You’ve tried magnesium supplements. You’ve eliminated trigger foods. You’ve darkened your room, managed your stress, stayed hydrated. Yet the migraines keep coming, sometimes weekly, sometimes daily, always unpredictable. Your standard bloodwork is normal. Your doctor says your magnesium level is fine. But something in your biology is still misfiring, and it has nothing to do with the amount of magnesium you’re consuming. The problem may be genetic.

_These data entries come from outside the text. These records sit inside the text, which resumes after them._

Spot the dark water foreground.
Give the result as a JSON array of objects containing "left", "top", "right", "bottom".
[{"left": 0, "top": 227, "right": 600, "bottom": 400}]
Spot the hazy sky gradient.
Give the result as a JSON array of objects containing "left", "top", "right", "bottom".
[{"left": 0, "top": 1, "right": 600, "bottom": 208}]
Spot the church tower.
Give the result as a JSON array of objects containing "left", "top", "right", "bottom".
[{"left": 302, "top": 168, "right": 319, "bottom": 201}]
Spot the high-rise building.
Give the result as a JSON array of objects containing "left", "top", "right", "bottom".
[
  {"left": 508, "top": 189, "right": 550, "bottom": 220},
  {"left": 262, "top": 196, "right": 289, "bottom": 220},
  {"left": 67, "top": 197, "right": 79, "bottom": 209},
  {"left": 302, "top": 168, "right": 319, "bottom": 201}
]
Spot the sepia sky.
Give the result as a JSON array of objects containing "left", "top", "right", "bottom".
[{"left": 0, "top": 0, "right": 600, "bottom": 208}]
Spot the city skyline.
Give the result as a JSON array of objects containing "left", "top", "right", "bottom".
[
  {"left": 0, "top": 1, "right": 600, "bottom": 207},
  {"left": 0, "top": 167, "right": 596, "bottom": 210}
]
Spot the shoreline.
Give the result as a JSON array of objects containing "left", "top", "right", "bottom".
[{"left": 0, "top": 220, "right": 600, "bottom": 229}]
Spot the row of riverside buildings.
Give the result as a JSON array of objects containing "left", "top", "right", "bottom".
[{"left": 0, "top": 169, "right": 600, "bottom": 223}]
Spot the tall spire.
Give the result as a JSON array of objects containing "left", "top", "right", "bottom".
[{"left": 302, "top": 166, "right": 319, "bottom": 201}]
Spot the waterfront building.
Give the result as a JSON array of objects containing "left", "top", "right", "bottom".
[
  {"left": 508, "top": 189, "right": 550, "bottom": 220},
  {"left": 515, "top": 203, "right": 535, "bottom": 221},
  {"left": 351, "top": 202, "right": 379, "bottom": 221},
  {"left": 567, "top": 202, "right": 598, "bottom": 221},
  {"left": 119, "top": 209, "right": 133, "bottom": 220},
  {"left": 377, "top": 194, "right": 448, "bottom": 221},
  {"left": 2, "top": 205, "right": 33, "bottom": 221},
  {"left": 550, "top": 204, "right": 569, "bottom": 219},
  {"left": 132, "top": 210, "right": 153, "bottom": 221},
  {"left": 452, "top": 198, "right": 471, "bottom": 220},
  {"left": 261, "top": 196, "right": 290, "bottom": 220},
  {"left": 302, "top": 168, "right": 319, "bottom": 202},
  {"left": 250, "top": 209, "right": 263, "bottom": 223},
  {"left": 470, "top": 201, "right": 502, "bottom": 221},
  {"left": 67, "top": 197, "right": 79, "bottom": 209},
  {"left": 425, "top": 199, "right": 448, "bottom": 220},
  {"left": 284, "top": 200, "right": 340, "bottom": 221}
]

Written by the SelfDecode Research Team

✔️ Reviewed by a licensed physician

Migraine is not a simple magnesium deficiency disease. It’s a neurological condition rooted in how your brain’s neurons fire, how your blood vessels respond to chemical signals, and how your body clears certain neurotransmitters. Six genes control these processes. When variants in these genes are present, your neurons become hyperexcitable, your serotonin signaling fragments, your cerebrovascular tone dysregulates, and your pain pathways amplify. You can have normal blood magnesium and still suffer chronic migraines because the problem is not how much magnesium is in your bloodstream, but how your cells use the magnesium they have.

Key Insight

Six specific genes control migraine susceptibility by regulating neuronal excitability, serotonin availability, vascular tone, pain signaling, and how your brain clears neurotransmitters. Each variant creates a different migraine phenotype. That’s why standard treatments work for some people and fail for others. Once you know which genes you carry, your intervention strategy changes completely.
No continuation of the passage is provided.